Scalable Usefulness
November 26, 2018
Whether it’s a glass ceiling we’re looking up at or the night sky, there’s a deep desire in every human to go higher—to pursue the unspoken dream that seems impossible yet equally probable. It is that point in our minds when we decide whether to take the high road, or the heavily trampled one because the ends no longer justify the means. This dichotomy of decision making, you know, weighing the options of giving it your all knowing that there’s a good chance you’ll still fall short or the option of the monotony that will surely follow a life of settling for the easier path of least resistance, is where the waters part. It’s a place where we lose friends and gain acquaintances.
But in the mental vacillation all people experience as they attempt to determine what choice to make we, often times inadvertently, ask ourselves about this thing called scalable usefulness—a concept of actually taking the higher road one step at a time—making the tough decisions a little more achievable. But all of this nice words don’t make the decision any easier. It’s a mind game we sometimes play with ourselves. A mind game of stretching and reaching until we’ve made a little ground, finding our stride, then giving it all we’ve got, knowing in the back of our minds it would come to this eventually. That’s what seems to happen when we choose ‘usefulness.’
We bite the bullet. We dig in, face the consequences of our actions and cowboy up. Undoubtedly, we will find ourselves alone at times—on the side of the peak, hanging by a thread. We’ll question our own motives and abilities, attempting to quell our beating hearts when things get tough. We might even weigh the option to turn back—but for the ones who choose usefulness, there really is no turning back.

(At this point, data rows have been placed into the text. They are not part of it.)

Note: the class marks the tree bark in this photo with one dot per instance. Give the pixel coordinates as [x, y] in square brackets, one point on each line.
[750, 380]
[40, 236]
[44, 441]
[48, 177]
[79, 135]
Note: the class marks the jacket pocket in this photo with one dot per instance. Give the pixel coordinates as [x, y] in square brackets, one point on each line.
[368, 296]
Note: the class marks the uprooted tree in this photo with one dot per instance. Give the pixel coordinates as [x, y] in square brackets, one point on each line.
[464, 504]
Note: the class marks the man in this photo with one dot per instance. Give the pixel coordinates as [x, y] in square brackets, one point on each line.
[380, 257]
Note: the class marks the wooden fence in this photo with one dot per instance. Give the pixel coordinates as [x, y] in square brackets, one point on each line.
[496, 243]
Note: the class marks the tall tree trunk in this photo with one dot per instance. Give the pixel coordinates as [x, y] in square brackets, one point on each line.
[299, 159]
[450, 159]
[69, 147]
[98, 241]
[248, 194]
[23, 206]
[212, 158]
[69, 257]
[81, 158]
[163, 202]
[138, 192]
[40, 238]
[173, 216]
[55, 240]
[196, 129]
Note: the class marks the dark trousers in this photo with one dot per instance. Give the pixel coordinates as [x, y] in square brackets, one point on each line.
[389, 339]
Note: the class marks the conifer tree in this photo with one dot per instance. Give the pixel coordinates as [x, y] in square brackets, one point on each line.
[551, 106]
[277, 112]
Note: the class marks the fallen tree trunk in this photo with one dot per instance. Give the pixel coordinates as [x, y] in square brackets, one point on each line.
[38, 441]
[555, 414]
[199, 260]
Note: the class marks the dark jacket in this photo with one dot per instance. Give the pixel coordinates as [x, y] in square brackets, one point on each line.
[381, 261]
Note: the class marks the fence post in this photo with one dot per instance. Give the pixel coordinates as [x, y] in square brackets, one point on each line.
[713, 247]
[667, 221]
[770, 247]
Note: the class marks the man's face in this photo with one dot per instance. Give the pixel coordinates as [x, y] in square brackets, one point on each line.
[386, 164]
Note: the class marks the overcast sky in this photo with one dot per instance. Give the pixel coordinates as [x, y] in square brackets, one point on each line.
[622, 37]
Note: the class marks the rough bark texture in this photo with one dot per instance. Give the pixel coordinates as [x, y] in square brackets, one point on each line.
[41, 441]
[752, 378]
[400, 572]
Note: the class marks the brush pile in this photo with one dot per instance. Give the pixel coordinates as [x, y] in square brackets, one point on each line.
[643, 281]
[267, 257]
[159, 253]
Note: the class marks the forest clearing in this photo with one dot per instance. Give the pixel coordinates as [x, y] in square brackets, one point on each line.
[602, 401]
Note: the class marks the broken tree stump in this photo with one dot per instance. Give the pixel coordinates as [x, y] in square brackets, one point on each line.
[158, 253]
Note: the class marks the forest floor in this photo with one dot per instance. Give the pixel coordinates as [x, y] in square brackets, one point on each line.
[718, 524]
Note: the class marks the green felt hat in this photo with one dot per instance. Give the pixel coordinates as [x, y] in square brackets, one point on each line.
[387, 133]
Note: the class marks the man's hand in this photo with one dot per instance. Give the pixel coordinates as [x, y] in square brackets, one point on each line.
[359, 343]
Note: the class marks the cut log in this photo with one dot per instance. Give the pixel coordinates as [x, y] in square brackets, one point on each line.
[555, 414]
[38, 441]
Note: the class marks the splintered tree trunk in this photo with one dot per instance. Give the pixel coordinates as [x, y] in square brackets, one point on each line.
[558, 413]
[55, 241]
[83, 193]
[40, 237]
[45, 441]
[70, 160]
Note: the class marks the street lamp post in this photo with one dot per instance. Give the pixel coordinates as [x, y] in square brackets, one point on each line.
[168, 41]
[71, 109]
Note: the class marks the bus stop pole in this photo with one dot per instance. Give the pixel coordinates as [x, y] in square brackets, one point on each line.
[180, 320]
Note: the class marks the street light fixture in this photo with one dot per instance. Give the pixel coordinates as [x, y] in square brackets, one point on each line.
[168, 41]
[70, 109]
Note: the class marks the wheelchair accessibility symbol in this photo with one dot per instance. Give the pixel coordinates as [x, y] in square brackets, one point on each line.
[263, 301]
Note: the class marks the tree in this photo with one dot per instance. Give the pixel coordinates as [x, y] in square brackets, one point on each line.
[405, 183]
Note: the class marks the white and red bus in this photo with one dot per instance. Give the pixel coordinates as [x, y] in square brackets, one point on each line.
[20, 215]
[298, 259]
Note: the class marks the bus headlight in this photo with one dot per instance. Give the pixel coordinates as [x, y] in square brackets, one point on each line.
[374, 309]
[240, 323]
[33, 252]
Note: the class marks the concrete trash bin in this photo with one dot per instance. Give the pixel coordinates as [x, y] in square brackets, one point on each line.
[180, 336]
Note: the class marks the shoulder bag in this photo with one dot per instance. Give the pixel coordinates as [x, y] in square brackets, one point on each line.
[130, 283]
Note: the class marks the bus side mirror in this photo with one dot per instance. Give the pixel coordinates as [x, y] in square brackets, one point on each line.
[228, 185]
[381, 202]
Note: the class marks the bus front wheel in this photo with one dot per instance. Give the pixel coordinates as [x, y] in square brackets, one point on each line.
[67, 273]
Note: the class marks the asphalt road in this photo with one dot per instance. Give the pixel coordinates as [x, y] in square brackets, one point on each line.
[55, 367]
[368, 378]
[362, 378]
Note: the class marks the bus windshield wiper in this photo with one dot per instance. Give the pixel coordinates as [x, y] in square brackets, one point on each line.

It’s the same internal drive that makes people stay late at work, push a little more on the track, jump in the deep end, and deal with it all…the internal dialogue we have with ourselves about the elephants in the rooms we occupy. The thing we just can’t pretend we didn’t see or hear—the problem that we were made to help solve. That’s usefulness, and in all honesty, sometimes doesn’t seem to pay off. So why do we keep at it and how can we make it more scalable, and therefore less likely to cause a burnout or ruptured disc?
The main reason I think of as to why we keep at it, being useful, is because we have to—we’re wired that way. All living species are wired to reproduce, survive, thrive even. So when we see a way of being useful, a part of us wants to fill that void, solve the problem, or step in an be the hero. But when the going gets tough, the tough sometimes shrink back… back into the shadows of this cat and mouse game with our true nature. We look at the sheer face of the problem, year after year, or time after time, and realize that our efforts pale in comparison to the shadow cast by this behemoth of a situation. So instead of being useful, we pass the buck, or worse, pretend there is no problem at all. Maybe we jump on the bandwagon of renaming the problem, giving it a PR agent and colored ribbon. Maybe we join in with the complainers who have already succeeded their God-given usefulness to cheer on helplessness.
Enter the crab mentality. If we can’t solve the problem quickly, cheaply, or easily then we all must stay in the muck of the problem itself, right? That’s becoming the wide road in America. We can’t fix it so let’s pretty it up and make it palatable even though it is killing us. Not a great outcome especially when we get honest with ourselves about the past. If we, as a nation, had chosen the collective crab-think, we’d all be speaking with a cool accent but I’d be a slave. My grandmother would have been locked up for being too independent. My aunt would have never voted and my father would have to deny my birthright existence because my parent’s marriage would never have been sanctioned. My grandfather could still practice his vocation as priest, but be relegated to nice-nice sermons about nothing much because controversy might lead to insurrection and we can’t have that now, can we? There are hundreds of other parallels that could be drawn. Or we make the decision to scale our efforts toward usefulness.